A.G.. : «L’arte contemporanea israeliana non può essere spiegata nella brevità di un paragrafo, ma cercherò di illustrarla in modo molto coerente. Israele è nato come paese nel 1948 in uno scenario post-moderno di conflitto e territori in movimento. L’Arte israeliana, per definizione, è l’arte che si fa in Israele, ma si possono trovare artisti che hanno lavorato in Israele dall’inizio del XX secolo, prima della formalizzazione dello Stato. Possiamo vedere diversi problemi che hanno occupato la coscienza degli artisti israeliani nel corso degli anni: lo sfinimento del corpo e della natura, seguito dall’esodo in Israele. Dopo l’Olocausto e la devastazione umana di massa, in particolare per gli ebrei in Europa, un nuovo modo di vivere, una nuova terra e, quindi, una nuova identità è stata tanto necessaria quanto desiderata. In parole semplici, la creazione di aziende socialiste, il movimento dei kibbutz ha stabilito un nuovo modo comune di vivere insieme come identità codificata collettiva. Gli artisti israeliani hanno operato nella natura del nuovo paese, un paesaggio naturale che era selvaggio, arido ma pieno di potenzialità, di speranza».
N.M. Chi sono gli attori principali, le tendenze e le correnti che costituiscono la mappa degli autori e dei movimenti più importanti della scena artistica contemporanea israeliana?
A.G.: «L’Arte israeliana presenta oggi molti artisti e voci diverse, probabilmente a causa della crescita del mercato in generale, ma anche per le molte scuole che offrono programmi MFA e BFA che creano una miriade di artisti. Credo che oggi, nel campo della video arte, la voce che meglio rappresenta Israele sia quella di Gilad Ratman, soprattutto, ma anche quelle di Nira Pereg e Uri Nir, tra gli altri. A livello internazionale, probabilmente conosci Omer Fast, Mike Rottenberg e Yael Bartana. Il Museo di Tel Aviv, così come il Museo di Israele a Gerusalemme, stanno lavorando per esporre artisti israeliani a fianco dei loro contemporanei internazionali, per sottolineare il dialogo dell’arte moderna, ma anche per mostrare l’unico punto di vista condiviso dagli artisti israeliani che, mentre dimostrano il loro appeal globale, affrontano temi universali che li legano ai loro colleghi. Gli Spazi d’Arte no profit in Israele sono un laboratorio di grande sperimentazione: Yaffo 23, e Rothschild 69, così come tutti i Musei fuori Tel Aviv: MOBY Museum, Bat-Yam, Haifa Museum, Petach Tikva Museum e il Museo Herzelia. Un altro protagonista è il CCA (Centro per l’Arte Contemporanea) di Tel-Aviv. Il CCA è un centro che si occupa di video arte e ha un programma di curatela molto buono, così come una nuova iniziativa di residenza tipo Art Port Tel Aviv e JCVA a Gerusalemme».

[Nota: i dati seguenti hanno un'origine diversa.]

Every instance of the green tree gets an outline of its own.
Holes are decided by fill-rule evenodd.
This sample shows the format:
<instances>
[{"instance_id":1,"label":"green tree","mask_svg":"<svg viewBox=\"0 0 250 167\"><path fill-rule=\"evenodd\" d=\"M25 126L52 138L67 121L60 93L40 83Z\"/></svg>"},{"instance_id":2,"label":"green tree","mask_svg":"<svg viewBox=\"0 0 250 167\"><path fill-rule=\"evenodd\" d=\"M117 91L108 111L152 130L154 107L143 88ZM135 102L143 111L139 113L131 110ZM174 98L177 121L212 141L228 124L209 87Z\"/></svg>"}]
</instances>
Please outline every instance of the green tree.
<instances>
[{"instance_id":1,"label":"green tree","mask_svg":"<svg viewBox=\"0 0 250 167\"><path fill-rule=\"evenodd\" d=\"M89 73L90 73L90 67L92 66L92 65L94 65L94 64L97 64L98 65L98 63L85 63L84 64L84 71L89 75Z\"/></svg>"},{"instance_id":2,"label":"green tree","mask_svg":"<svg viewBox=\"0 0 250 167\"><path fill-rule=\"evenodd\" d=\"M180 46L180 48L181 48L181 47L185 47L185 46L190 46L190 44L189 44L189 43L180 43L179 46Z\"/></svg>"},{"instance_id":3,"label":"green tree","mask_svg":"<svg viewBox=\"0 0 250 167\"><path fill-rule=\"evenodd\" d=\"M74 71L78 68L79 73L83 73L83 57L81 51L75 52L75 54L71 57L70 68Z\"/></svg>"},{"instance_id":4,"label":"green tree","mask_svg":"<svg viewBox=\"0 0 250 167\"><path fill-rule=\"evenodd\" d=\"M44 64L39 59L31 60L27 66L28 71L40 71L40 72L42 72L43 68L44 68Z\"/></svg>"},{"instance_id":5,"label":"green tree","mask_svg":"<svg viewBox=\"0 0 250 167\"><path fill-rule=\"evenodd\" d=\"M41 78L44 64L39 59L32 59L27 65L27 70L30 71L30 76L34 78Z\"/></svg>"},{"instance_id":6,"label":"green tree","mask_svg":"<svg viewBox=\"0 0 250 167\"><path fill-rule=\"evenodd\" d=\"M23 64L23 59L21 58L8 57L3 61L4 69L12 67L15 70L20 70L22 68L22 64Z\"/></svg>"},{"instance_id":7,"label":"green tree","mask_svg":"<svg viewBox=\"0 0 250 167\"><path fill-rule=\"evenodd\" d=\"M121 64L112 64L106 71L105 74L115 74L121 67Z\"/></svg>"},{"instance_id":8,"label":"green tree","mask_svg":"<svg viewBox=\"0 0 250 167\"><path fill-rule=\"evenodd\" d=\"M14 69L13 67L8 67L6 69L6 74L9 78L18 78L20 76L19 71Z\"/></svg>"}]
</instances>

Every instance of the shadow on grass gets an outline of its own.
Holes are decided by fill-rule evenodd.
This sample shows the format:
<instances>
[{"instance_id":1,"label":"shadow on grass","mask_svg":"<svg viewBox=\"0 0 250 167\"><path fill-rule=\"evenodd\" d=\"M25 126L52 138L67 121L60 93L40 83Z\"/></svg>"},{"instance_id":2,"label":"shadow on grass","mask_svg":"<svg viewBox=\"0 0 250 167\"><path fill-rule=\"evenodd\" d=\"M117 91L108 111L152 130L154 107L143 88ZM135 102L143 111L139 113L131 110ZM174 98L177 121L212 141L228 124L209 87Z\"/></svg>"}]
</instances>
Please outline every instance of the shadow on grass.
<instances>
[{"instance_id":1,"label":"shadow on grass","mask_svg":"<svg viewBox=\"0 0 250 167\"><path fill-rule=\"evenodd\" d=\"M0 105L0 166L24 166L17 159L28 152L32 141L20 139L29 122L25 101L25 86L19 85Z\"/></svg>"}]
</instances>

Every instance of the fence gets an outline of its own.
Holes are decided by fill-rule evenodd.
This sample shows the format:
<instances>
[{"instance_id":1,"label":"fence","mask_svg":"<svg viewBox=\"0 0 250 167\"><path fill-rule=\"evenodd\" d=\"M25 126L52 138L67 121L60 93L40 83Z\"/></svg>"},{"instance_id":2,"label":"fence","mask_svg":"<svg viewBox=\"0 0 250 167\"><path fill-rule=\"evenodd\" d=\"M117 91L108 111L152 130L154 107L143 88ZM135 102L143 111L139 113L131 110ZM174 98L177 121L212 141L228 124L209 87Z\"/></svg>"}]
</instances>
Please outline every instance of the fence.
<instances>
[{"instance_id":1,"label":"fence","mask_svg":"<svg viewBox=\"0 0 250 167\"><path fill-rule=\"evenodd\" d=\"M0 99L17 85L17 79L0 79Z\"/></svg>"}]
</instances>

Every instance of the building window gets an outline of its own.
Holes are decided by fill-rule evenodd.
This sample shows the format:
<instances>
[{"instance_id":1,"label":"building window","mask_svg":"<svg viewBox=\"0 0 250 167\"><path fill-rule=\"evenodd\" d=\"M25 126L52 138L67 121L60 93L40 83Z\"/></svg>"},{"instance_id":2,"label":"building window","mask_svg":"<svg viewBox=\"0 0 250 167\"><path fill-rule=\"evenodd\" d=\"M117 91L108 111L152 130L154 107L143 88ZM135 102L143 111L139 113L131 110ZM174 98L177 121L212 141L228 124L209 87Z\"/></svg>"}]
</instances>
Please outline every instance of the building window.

N.M.: In che modo il conflitto israelo-palestinese si riflette nell’arte israeliana di oggi?
A.G.: «La gente lavora all’interno dell’ambiente in cui vive, quindi questo è qualcosa che anche se non si può vedere direttamente, esiste sempre tra le righe. Posso dire che il conflitto esiste più come una ideologia e come uno scenario personale e politico e, dal momento che l’arte è un modo per trasferire le idee, sarà sempre lì, in superficie o sotto».
N.M.: In passato la situazione era la stessa o gli artisti più giovani hanno un approccio diverso?
A.G.: «Penso che l’arte sia sempre stata un modo per criticare la propria situazione. Culturalmente, politicamente e artisticamente, la “differenza” è stata il modo di scoprire il malcontento, la malinconia e l’identità. Penso che abbiamo tanti modi di espressione, e esporre arte è oggi più facile di prima; non siamo dipendenti dalla Galleria o dal Museo, possiamo mostrare l’arte sul web o in ambiti pubblici non tradizionali, su piattaforme virtuali. Questo cambiamento rappresenta più libertà rispetto al passato».
N.M.: Un collezionista interessato ad approfondire la sua conoscenza dell’arte israeliana, dove può trovare informazioni aggiornate?
A.G.: «Venga a visitare ed esplorare!»